Am Freitag heulen die neuen Formel-1-Motoren endlich auf. In der Motorsport-"Königsklasse" steht der Saisonstart in Melbourne vor der Tür. Und damit auch eine komplett neue Ära. Denn die Formel 1 verabschiedete sich vom Ground Effect, künftig gibt es sich automatisch verstellende Flügel. Und einen komplett neuen Motor, der rund die Hälfte der Energie, also knapp 500 PS, elektrisch erzeugt.
Einer der größten Kritiker des neuen Regelwerks in der Formel 1 ist Vierfach-Champion Max Verstappen. Der hatte schon nach den ersten Testrunden von "Formel E auf Steroiden" und von "Anti-Rennfahren" gesprochen. Aussagen, die die Unzufriedenheit des Niederländers mit dem neuen Regelwerk klarmachen. Verstappen hatte stets betont, nicht bis ins hohe Rennfahreralter in der Formel 1 bleiben zu wollen. Sein Verbleib hänge auch vom Spaßfaktor des Rennfahrens ab.
Dass es der Sieger von 71 Formel-1-Rennen durchaus ernst nimmt, zeigte die präzise Vorbereitung von Verstappen. Er testete im Simulator, fand dabei heraus, dass der Motor stärker rekuperiert, wenn man in langsamen Kurven bis in den ersten Gang hinunter schaltet. "Max hat darüber schon vor zwei oder drei Jahren gesprochen. Er hat das auf Daten gesehen und sie haben ihn ausgelacht, die sagten, Max sei einfach negativ", erzählte Papa Jos Verstappen gegenüber "Viaplay", dass der Vierfach-Champion schon früh seine Ablehnung gegen das neue Regelwerk geäußert hatte.
"Jetzt, wo die Regeln da sind, kann es jeder sehen. Man sollte den Fahrern ein bisschen mehr zuhören, aber das tun sie nicht", so der ehemalige Formel-1-Fahrer.

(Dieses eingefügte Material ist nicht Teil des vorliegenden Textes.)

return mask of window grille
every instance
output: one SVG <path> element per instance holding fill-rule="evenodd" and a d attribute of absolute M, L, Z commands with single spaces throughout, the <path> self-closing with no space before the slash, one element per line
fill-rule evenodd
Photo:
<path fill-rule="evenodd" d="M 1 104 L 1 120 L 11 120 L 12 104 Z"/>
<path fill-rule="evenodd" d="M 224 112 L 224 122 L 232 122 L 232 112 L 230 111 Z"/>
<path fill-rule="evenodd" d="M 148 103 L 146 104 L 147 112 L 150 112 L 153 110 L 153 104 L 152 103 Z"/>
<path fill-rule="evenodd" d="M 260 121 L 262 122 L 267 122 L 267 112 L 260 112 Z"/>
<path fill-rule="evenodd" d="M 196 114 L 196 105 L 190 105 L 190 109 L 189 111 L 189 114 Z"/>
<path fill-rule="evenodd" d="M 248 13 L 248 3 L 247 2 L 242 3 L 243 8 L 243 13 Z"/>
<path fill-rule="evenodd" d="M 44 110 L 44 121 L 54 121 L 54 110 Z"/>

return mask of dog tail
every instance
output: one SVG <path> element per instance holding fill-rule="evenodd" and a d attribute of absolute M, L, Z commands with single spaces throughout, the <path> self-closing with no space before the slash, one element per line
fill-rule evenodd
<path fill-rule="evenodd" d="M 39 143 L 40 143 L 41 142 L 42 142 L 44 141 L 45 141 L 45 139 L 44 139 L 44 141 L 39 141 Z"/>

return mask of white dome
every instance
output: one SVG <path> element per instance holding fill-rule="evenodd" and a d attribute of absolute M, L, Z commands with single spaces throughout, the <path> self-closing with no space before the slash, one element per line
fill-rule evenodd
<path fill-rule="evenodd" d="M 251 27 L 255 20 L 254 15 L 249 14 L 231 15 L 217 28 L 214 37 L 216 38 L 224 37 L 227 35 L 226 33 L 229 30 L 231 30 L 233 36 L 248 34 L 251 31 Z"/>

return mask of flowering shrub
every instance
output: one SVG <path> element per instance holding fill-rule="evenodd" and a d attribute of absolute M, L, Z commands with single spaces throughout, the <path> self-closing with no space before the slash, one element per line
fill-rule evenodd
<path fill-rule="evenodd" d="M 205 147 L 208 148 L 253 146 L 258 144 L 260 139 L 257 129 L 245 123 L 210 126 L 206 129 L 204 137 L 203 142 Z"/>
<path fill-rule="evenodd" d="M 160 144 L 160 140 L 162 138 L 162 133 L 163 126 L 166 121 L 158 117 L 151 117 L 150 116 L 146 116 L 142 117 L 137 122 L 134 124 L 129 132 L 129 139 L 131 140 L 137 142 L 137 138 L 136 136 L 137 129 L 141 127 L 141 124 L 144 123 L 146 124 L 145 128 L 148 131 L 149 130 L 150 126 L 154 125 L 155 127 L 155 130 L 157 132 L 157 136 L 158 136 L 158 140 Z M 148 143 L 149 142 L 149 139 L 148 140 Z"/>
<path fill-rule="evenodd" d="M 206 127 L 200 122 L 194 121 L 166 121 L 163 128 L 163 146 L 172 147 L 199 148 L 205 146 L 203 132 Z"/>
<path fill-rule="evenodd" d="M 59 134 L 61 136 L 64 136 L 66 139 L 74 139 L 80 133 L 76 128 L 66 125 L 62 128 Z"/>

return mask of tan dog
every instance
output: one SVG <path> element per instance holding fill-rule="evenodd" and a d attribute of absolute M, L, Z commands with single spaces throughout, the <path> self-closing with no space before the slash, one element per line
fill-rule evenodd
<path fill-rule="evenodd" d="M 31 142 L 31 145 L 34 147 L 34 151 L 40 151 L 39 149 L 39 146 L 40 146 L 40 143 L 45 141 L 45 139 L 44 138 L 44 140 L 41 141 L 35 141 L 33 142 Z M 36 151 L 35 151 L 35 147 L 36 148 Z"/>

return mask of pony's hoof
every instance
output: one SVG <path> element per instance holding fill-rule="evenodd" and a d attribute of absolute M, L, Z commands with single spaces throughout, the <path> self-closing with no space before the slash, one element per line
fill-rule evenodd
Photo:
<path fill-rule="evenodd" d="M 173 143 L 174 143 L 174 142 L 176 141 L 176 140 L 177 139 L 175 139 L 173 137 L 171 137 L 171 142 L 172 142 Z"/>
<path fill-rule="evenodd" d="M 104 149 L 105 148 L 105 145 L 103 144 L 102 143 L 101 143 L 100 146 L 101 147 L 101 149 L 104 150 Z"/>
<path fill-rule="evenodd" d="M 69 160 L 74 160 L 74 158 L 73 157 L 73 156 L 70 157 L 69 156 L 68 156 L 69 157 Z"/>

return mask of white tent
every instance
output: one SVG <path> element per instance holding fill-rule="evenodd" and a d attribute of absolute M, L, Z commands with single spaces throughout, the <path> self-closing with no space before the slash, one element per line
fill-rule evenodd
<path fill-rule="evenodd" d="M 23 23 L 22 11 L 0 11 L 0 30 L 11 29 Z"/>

Die Formel-1-Piloten haben während der Testfahrten Probleme beim Startverhalten der neuen Boliden und bei Rad-an-Rad-Duellen angesprochen. "Ich verstehe, dass Fahrer nicht über alles entscheiden sollten. Aber wenn es zumindest um logische Dinge beim Rennfahren geht... Wir können zumindest in den Simulator steigen und es testen. Dann findet man heraus, was nicht gut läuft", erklärte Red-Bull-Star Max Verstappen jüngst. "Die Formel 1 oder die FIA verstehen manchmal nicht, wie wichtig ein Fahrer bei Entscheidungen sein kann", so der 28-Jährige.